Investigation of Arsenic Exposure from Private Well Water, Interior Alaska, 2016

Wednesday, June 22, 2016: 2:30 PM
Tikahtnu B, Dena'ina Convention Center
Sandrine E. Deglin , Alaska Department of Health and Social Services, Anchorage, AK
Jonathan Bressler , Alaska Department of Health and Social Services, Anchorage, AK
Ali Hamade , Alaska Department of Health and Social Services, Anchorage, AK
Elizabeth H Burton , Alaska Department of Health and Social Services, Fairbanks, AK
David Verbrugge , Alaska State Public Health Laboratory, Fairbanks, AK
Leslie Callaway , Alaska Department of Health and Human Services, Anchorage, AK
Laura J Kolasa , Alaska Department of Health and Social Services, Fairbanks, AK
Jennifer Davis , Alaska Department of Health and Human Services, Fairbanks, AK
Joseph B McLaughlin , Alaska Department of Health and Social Services, Anchorage, AK
BACKGROUND:  

In January 2016, the Alaska Section of Epidemiology (SOE) received a report of a markedly elevated urine total arsenic concentration (500 ug/L; normal <35 ug/L) from a resident of Community A, located in the greater Fairbanks area.

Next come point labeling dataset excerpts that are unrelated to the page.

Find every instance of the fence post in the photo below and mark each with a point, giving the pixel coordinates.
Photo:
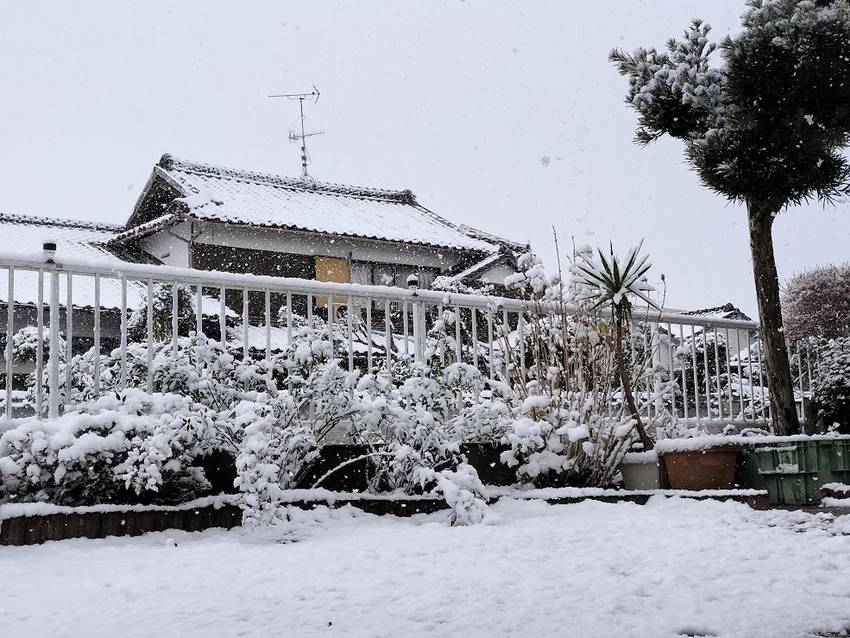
(418, 321)
(53, 381)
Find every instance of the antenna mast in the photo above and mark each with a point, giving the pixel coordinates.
(302, 137)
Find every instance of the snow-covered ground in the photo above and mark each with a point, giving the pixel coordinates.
(671, 567)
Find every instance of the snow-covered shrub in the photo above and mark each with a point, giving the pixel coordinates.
(831, 384)
(816, 303)
(275, 448)
(121, 447)
(464, 493)
(314, 343)
(208, 373)
(25, 345)
(568, 429)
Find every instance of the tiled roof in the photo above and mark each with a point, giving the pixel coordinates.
(727, 311)
(245, 197)
(78, 240)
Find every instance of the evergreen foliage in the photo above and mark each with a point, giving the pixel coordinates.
(766, 128)
(816, 303)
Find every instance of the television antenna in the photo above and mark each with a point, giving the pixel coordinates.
(313, 97)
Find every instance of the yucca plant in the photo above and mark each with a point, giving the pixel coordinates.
(612, 281)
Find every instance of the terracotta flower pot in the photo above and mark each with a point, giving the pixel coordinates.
(709, 469)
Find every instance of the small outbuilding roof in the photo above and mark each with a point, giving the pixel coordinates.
(24, 235)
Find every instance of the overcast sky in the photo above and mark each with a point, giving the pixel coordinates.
(506, 116)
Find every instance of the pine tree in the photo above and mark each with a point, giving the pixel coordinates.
(767, 129)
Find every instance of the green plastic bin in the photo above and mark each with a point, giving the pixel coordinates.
(794, 472)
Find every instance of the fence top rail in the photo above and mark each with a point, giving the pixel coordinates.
(218, 279)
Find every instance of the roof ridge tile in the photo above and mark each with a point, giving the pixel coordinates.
(169, 163)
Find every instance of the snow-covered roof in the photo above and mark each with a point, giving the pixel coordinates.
(260, 199)
(74, 239)
(726, 311)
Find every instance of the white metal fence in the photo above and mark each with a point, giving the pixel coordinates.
(715, 363)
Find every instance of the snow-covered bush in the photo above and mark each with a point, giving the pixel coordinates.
(464, 493)
(129, 446)
(568, 428)
(25, 345)
(831, 384)
(275, 448)
(816, 303)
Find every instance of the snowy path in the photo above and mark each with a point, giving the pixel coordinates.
(670, 567)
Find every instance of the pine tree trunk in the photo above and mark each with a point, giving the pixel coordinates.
(775, 352)
(626, 382)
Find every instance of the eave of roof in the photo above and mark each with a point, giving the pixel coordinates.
(59, 222)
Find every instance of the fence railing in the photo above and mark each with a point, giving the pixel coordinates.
(715, 364)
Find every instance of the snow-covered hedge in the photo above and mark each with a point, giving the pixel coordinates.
(831, 384)
(125, 446)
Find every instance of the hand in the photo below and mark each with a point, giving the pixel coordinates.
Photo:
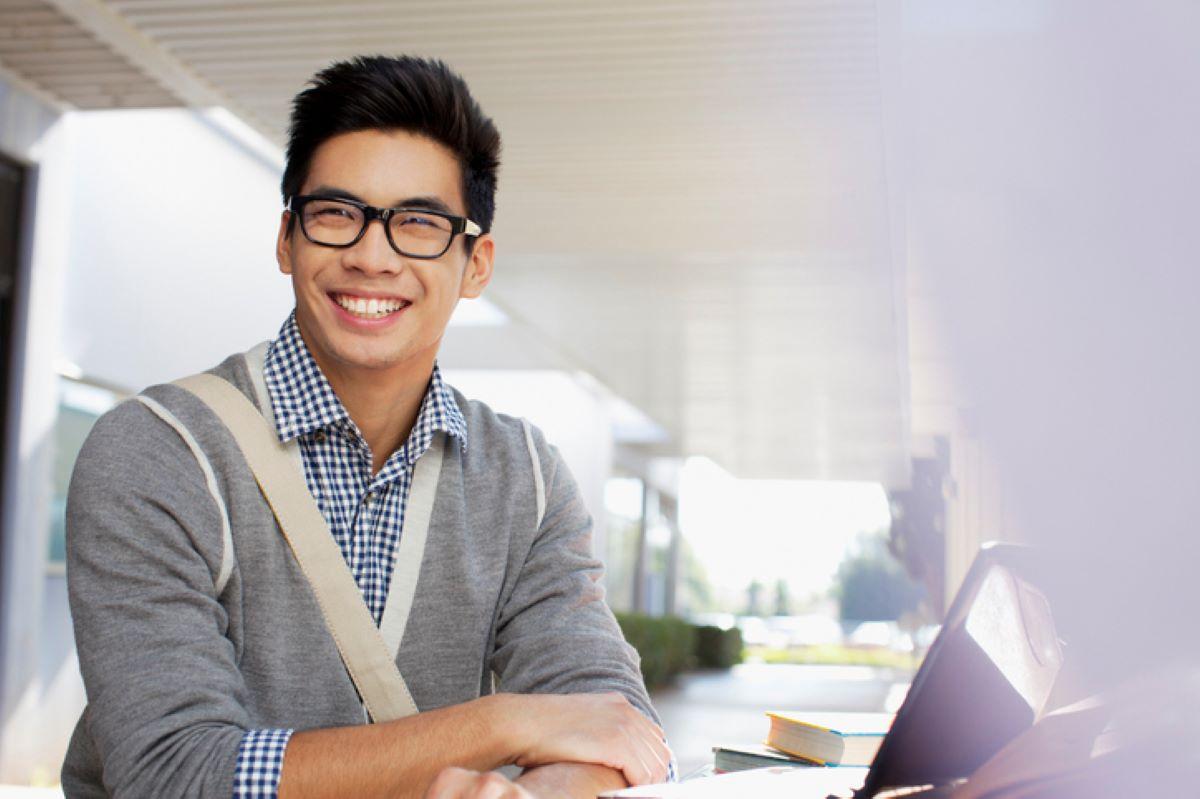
(601, 728)
(465, 784)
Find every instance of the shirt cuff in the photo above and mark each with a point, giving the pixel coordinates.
(259, 763)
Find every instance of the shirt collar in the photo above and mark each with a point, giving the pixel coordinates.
(304, 402)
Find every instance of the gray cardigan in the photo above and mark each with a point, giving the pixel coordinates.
(186, 642)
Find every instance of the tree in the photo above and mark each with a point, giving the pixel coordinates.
(871, 586)
(783, 599)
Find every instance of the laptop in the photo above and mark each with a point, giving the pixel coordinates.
(985, 679)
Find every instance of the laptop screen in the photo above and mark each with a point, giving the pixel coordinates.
(985, 679)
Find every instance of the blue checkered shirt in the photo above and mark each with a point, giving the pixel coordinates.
(365, 512)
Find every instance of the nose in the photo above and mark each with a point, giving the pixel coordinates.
(373, 253)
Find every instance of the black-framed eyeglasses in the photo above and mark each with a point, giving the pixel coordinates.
(412, 232)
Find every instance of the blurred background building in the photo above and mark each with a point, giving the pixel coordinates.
(803, 289)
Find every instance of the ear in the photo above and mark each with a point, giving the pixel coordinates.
(283, 244)
(479, 268)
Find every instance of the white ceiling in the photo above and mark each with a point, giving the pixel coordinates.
(694, 202)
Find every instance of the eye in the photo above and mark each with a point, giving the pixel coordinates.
(423, 220)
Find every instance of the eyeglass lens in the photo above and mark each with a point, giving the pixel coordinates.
(336, 223)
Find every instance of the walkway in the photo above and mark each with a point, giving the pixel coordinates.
(708, 708)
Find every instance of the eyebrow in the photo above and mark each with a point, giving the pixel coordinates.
(426, 202)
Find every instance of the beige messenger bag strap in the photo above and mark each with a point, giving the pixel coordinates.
(367, 658)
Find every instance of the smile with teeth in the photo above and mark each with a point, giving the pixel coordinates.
(372, 308)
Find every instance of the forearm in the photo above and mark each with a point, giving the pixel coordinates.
(397, 758)
(570, 780)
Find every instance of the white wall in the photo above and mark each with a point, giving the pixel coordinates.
(172, 247)
(33, 132)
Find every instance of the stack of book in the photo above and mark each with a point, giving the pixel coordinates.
(811, 739)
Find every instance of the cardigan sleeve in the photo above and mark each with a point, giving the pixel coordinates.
(556, 634)
(166, 714)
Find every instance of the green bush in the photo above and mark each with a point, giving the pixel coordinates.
(665, 644)
(670, 646)
(718, 648)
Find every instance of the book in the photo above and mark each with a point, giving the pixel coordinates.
(760, 784)
(827, 745)
(751, 756)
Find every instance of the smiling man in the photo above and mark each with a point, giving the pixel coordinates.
(208, 665)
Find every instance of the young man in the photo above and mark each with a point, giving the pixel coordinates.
(208, 666)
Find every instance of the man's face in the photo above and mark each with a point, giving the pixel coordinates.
(385, 169)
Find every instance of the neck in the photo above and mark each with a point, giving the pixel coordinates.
(383, 406)
(383, 403)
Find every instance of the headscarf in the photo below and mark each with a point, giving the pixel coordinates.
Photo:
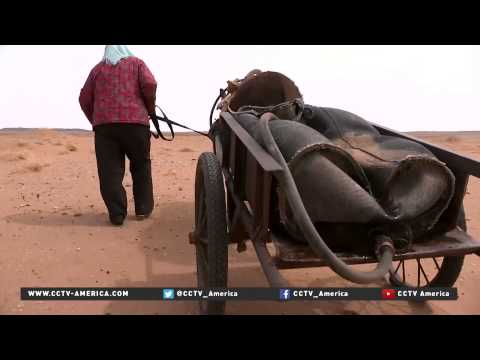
(115, 53)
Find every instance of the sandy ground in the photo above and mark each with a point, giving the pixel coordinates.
(54, 233)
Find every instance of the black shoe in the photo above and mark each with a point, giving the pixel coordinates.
(117, 219)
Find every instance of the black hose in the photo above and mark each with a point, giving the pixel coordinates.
(221, 95)
(384, 248)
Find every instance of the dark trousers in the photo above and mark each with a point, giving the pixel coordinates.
(112, 143)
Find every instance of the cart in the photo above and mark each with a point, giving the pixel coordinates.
(233, 204)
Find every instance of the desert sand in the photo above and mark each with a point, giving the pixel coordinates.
(54, 232)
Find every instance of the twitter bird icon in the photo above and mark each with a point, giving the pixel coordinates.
(168, 294)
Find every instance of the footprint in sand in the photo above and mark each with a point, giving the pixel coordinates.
(185, 150)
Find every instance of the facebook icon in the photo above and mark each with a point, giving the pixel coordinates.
(284, 294)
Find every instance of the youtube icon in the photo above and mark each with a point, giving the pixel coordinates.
(389, 294)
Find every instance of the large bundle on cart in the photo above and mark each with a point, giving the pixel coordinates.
(328, 188)
(354, 182)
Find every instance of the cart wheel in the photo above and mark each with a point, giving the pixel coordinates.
(210, 230)
(429, 272)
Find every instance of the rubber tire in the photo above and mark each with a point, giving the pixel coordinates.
(451, 266)
(209, 180)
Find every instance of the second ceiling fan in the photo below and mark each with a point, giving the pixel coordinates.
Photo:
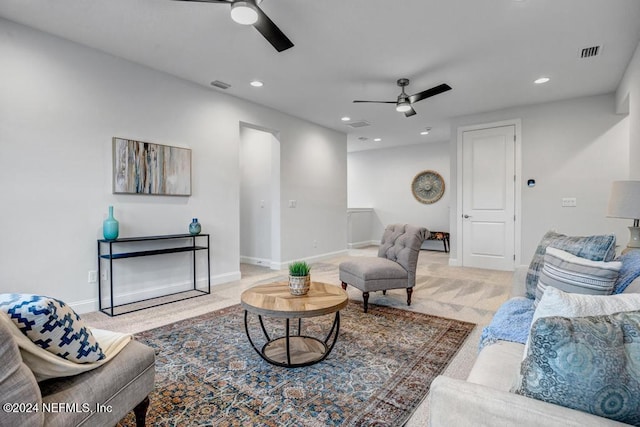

This person’s well water was subsequently tested and found to be 1,000 ppb of arsenic. By comparison, the Maximum Contaminant Level (MCL) of the Environmental Protection Agency (EPA) for public water systems is 10 ppb. These concerning findings prompted a public health investigation to determine if other community residents might be exposed to harmful arsenic levels from their well water.

 METHODS:

 SOE collaborated with the Section of Public Health Nursing (SOPHN), the Department of Environmental Conservation, and the Department of Natural Resources to organize a public meeting in Community A on March 16, 2016 to inform residents about naturally occurring arsenic, its potential health effects, and water treatment methods. Over the next two days, SOE and PHN staff visited a convenience sample of homes in Community A to assess residents’ arsenic exposure. The team administered a questionnaire to household members, characterizing each household’s drinking water source, and collected drinking water and urine samples for arsenic testing. Samples were analyzed at the Public Health Laboratory in Anchorage.

RESULTS:  

The team visited 68 homes, thirty of which were empty at the time of visit; 19 homes reportedly had no well. From the remaining 19 homes, 36 residents reported drinking well water. From these homes, the team collected 32 urine samples and 19 water samples. Three wells had arsenic levels 20- to 110-times higher than EPA’s MCL. Four residents belonging to two of these households had high urine arsenic levels ranging from 200 to 1150 ppb. Three of the people with the highest levels were already aware that their well water had elevated arsenic concentrations and were treating it by reverse osmosis.

CONCLUSIONS:

This investigation identified several private wells in Community A with concerning arsenic concentrations, and identified at least five persons with elevated urine arsenic levels. The public meeting helped raise community awareness about the existence of naturally occurring arsenic in Community A groundwater, the potential health risks associated with arsenic toxicity, and methods for treating water. The investigation also identified one household where people were exposed to high levels of arsenic despite having a reverse osmosis treatment system. These findings highlight the importance of testing private wells to reduce or prevent exposure to potentially harmful toxins.